TUTUP
SCROLL UNTUK MELANJUTKAN MEMBACA
Gabung di IDN Times

Dukung BEM UI, BEM KM UNY Sebut Pemerintah Panik 

Pemerintah dinilai beraksi cepat dengan kerahkan simpatisan 

Meme Jokowi The King of Lip Service yang diunggah di akun media sosial BEM UI (www.twitter.com/@BEMUI_Official)

Sleman, IDN Times - Badan Eksekutif Mahasiswa Keluarga Mahasiswa Universitas Negeri Yogyakarta (UNY) memberikan dukungan kepada BEM Universitas Indonesia (UI), pasca pemanggilan mahasiswa oleh pihak Rektorat UI. 

Ketua BEM KM UNY 2021 Mutawakkil Hidayatullah mengatakan pemerintah dan Rektorat UI panik dengan kritikan yang disampaikan mahasiwa untuk Presiden Joko 'Jokowi' Widodo. 

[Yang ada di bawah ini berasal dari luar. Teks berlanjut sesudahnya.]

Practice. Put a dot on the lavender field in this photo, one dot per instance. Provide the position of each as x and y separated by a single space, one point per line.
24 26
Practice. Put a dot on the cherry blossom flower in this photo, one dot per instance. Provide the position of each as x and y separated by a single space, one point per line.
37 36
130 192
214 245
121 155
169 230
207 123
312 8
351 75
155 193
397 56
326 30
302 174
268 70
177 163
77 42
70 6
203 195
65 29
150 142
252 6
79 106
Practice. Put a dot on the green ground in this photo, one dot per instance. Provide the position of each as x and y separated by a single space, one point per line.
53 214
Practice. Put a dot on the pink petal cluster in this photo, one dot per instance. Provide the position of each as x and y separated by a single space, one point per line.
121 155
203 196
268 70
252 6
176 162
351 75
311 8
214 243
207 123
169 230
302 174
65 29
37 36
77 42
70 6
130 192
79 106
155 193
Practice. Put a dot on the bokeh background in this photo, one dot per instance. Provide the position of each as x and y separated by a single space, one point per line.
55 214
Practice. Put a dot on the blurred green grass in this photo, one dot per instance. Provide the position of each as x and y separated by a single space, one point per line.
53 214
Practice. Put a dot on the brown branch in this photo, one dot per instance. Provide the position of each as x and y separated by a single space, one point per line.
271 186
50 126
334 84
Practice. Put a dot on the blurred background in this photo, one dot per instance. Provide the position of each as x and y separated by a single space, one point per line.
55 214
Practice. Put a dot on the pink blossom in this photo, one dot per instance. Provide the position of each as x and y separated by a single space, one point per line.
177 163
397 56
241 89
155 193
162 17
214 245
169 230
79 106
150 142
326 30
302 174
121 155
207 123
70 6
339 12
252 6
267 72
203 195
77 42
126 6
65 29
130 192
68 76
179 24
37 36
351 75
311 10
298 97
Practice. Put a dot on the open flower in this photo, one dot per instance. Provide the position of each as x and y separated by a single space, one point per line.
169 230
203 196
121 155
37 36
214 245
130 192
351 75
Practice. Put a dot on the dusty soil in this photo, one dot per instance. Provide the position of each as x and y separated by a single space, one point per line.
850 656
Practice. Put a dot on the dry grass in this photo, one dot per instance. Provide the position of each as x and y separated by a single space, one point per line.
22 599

“Panik, kata yang bisa menggambarkan situasi pemerintah dan rektorat UI saat ini ketika kritik BEM UI atas kinerja pemerintah viral ke permukaan," ungkapnya dalam keterangan tertulis pada Selasa (29/6/2021). 

 

Baca Juga: Aliansi Mahasiswa UGM Sindir Jokowi Juara Ketidaksesuaian Omongan

1. Pemerintah dinilai beraksi cepat dengan mengerahkan simpatisan

Unsplash.com/dadaben_

Mutawakkil menilai pemerintah seperti kebakaran jengot karena langsung bereaksi cepat dengan mengerahkan simpatisan (buzzer). Komentar terhadap BEM UI pun bermunculan dengan alasan tidak etis, kurang tata krama, mahasiswa kok gini, presiden itu simbol negara dan lain sebagainya. Selain itu, juga ada ancaman akan dilaporkan dengan UU ITE.

"Di lain sisi, Rektorat UI juga merespon kritik tersebut dengan memanggil pengurus BEM UI pada hari Minggu sore. Padahal di hari tersebut kampus sedang libur, kenapa tidak menunggu hari Senin saja? Apakah ini bukan sebuah kepanikan?," katanya.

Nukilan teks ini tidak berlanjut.